S’il y a une saga riche en rebondissements qu’il faudra suivre en 2008, c’est bien celle de la Bourse de Montréal. Depuis 8 ans, les produits dérivés font sa renommée. Mais la période de grâce, qui empêche toute concurrence du parquet de Toronto, prend fin en mars 2009. Sans écarter les possibilités de rachat ou de fusion, l’institution montréalaise continue de creuser son avance. « On roule à pleine vapeur », témoigne Jean-Charles Robillard, directeur des communications. En effet, la Bourse s’est associée au Chicago Exchange Climate et au NYMEX pour développer le marché du carbone et celui des ressources. De plus, dès 2008, elle contrôlera à hauteur de 53 % la Boston Options Exchange.

Des marchés prometteurs

Certains marchés sont si prometteurs, qu’ils menacent la position économique du Canada !

19. Adieu, G7 ?

Après les pays du BRIC (Brésil, Russie, Inde et Chine), voici les N-11 (pour Next Eleven). Selon la banque d’investissement Goldman Sachs, le Bangladesh, la Corée du Sud, l’Égypte, l’Indonésie, l’Iran, le Mexique, le Nigéria, le Pakistan, les Philippines, la Turquie et enfin le Vietnam seront les prochaines économies à émerger d’ici 2050. La banque américaine soutient même que les économies de la Corée (13e), du Nigéria (12e) et de l’Indonésie (11e) dépasseront celle du Canada (15e) ! 

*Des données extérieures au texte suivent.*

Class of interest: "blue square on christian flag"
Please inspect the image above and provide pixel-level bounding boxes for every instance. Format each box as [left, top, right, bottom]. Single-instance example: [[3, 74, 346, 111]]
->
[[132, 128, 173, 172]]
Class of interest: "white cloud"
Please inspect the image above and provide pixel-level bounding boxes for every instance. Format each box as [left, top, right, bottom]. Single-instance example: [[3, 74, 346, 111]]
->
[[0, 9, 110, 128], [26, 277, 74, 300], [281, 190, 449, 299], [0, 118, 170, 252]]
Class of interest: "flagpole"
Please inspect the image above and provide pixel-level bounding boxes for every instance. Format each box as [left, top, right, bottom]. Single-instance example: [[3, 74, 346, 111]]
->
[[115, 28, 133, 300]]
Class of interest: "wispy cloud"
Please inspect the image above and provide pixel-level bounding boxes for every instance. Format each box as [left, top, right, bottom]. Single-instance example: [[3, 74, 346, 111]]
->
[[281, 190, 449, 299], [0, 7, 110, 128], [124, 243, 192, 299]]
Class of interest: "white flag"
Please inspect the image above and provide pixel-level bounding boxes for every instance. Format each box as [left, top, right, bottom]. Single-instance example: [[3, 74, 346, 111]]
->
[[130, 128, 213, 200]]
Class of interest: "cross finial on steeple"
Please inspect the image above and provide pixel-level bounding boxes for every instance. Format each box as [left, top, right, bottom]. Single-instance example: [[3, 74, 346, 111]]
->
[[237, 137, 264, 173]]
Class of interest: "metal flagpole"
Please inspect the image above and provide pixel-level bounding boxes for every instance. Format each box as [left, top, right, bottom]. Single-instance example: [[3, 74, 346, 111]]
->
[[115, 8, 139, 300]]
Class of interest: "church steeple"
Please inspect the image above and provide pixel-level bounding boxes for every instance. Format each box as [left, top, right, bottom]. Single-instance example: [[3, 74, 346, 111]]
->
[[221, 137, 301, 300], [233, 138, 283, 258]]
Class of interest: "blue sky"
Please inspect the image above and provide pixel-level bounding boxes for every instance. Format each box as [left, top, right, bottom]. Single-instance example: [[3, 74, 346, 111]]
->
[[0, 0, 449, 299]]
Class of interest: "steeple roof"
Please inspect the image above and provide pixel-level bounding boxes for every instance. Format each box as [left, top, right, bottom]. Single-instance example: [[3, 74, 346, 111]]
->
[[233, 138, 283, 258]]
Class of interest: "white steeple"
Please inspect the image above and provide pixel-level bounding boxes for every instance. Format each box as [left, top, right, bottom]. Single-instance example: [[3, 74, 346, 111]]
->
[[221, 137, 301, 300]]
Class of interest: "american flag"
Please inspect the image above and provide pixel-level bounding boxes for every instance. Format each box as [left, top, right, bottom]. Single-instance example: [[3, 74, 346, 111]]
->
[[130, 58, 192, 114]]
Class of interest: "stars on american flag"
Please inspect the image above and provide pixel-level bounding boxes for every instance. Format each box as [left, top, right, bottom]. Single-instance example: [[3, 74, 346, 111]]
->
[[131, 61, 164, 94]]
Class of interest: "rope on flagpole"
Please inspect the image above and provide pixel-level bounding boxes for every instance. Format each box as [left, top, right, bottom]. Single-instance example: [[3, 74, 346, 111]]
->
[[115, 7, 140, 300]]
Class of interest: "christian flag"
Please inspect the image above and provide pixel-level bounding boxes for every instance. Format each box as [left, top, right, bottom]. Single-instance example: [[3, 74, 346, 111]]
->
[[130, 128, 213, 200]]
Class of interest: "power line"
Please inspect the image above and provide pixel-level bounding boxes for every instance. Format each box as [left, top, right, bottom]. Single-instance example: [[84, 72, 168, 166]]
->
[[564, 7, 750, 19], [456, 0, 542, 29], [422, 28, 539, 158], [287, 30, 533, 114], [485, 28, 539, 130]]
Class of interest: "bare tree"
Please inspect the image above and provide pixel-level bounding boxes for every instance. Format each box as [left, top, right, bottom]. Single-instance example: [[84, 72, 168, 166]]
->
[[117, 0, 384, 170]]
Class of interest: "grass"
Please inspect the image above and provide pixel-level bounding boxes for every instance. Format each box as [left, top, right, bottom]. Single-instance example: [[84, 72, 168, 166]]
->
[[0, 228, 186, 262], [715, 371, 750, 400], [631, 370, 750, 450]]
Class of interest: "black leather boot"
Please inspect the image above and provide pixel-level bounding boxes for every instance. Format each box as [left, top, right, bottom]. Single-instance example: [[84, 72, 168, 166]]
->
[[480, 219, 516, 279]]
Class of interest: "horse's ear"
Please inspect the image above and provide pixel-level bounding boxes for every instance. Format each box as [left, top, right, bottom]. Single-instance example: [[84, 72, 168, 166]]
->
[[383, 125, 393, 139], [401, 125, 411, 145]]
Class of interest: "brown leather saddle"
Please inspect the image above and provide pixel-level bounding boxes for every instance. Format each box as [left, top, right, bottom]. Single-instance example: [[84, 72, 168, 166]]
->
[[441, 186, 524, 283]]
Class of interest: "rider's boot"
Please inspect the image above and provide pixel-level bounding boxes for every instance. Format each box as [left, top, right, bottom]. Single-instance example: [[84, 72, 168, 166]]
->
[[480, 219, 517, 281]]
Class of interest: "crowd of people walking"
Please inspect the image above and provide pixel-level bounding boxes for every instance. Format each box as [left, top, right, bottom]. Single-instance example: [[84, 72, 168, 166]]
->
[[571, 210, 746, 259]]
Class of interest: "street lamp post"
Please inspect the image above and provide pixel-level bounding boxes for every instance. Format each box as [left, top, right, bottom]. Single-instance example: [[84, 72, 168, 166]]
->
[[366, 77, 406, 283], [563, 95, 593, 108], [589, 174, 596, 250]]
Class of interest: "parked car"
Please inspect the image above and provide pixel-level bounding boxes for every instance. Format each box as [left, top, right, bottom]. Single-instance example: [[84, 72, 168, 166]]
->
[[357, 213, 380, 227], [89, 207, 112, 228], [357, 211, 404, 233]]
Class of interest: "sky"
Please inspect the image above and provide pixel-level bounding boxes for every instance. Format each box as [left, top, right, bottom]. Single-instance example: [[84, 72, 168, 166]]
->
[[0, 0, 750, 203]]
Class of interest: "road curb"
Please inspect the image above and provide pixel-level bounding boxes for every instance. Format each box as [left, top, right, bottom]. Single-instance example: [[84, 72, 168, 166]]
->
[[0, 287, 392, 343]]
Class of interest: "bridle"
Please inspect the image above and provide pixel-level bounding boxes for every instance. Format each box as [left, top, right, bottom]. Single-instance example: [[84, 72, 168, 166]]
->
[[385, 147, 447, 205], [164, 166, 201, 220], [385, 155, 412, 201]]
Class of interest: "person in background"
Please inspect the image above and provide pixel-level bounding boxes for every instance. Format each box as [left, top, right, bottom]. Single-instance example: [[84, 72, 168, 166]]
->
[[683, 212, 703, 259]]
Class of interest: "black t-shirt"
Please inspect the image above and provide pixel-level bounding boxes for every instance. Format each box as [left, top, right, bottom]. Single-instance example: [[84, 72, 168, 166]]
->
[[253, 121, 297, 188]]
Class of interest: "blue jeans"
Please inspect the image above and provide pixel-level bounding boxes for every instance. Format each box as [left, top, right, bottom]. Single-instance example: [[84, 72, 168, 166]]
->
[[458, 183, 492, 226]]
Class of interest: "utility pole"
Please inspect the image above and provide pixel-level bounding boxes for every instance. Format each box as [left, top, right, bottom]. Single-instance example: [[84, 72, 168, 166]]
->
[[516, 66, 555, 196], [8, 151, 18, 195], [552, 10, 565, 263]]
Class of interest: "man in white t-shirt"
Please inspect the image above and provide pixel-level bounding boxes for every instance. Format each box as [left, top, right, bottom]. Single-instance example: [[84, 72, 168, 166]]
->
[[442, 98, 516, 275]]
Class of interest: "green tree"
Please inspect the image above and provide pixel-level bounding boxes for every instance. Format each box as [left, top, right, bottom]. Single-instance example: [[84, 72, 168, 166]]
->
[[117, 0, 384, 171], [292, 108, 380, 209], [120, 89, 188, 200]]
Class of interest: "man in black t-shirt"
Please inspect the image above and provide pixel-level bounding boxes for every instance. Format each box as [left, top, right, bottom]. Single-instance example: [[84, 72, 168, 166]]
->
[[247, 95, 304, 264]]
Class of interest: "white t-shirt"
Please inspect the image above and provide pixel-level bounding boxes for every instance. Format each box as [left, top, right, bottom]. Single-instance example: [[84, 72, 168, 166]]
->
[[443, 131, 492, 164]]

20. Une coqueluche nommée Chili

En juin dernier, le Chili se classait 5e au chapitre du volume d’activités d’Exportation Développement Canada sur les marchés émergents. Le Chili a réformé son économie début des années 90 et signé 59 accords de libre-échange dont un avec le Canada en 1997. Ce dernier y accapare 16 % des investissements directs étrangers, en 3e place derrière les États-Unis et l’Espagne. « En raison de la complémentarité entre les deux pays, beaucoup d’investissements se font dans les mines, l’énergie et les infrastructures », explique, depuis Sao Paulo, Claudio Escobar, directeur régional d’EDC pour le Brésil et le cône Sud. En 2008, Santiago, la capitale, accueillera le 12e bureau permanent d’EDC dans le monde.

20 clés pour comprendre l’économie du Québec en 2008, Commerce, décembre 2007, p. 33-40.